Google’s AI for Medicine Demonstrates Over 90% Accuracy in Clinical Answers

TL;DR:

  • Google’s AI researchers at Alphabet Inc. developed Med-PaLM, an AI model for healthcare.
  • Med-PaLM aims to revolutionize healthcare by providing quick access to medical knowledge for physicians.
  • The model has achieved a 92.6% accuracy rating in line with scientific consensus in medical question responses.
  • Med-PaLM has the potential to extend care to underserved populations and assist with clinical documentation.
  • Concerns remain regarding the deployment of AI systems in real healthcare settings without comprehensive evaluation and customization.

Main AI News:

In February 2022, two esteemed AI researchers at Alphabet Inc.’s Google engaged in a thought-provoking conversation, delving into the vast potential of artificial intelligence within the realm of healthcare. Alan Karthikesalingam and Vivek Natarajan discussed the adaptation of Google’s existing AI models to medical settings over a delightful dinner, extending their discourse for hours. As the evening concluded, Natarajan meticulously outlined a preliminary document highlighting the immense possibilities of large language models in healthcare, including invaluable research directions and the challenges they present.

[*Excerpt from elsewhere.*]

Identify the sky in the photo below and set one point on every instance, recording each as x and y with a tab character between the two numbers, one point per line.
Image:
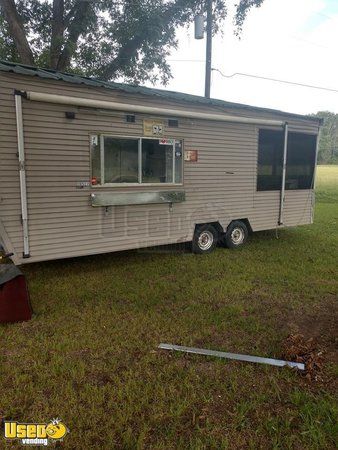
292	40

This conversation would initiate a whirlwind of research activity, propelling the team at Google into an unprecedented realm of intensity. Their collective efforts would culminate in the creation of Med-PaLM, an extraordinary AI model that promises to revolutionize the healthcare industry by empowering physicians with rapid access to medical knowledge, bolstering their clinical decision-making processes. While large language models typically rely on gargantuan amounts of digital text, Karthikesalingam and Natarajan envisioned a system that would be exclusively trained on specialized medical knowledge. Google proudly announced that the peer-reviewed research underpinning this groundbreaking AI model had been accepted by the prestigious scientific journal Nature, making them the first company to publish such research in the journal.

Notably, the published paper includes astonishing results. When the Med-PaLM model was presented with medical inquiries, a pool of clinicians rated its responses to be in line with scientific consensus at an impressive 92.6%, narrowly missing the mark of real-life medical professionals at 92.9%. Nature’s statement clarified that the clinicians’ evaluations of Med-PaLM were not based on its deployment in actual hospital settings, considering real-life patient variables. Furthermore, the study revealed that only 5.8% of the model’s responses had the potential to cause harm, surpassing the clinicians’ achievement of 6.5%.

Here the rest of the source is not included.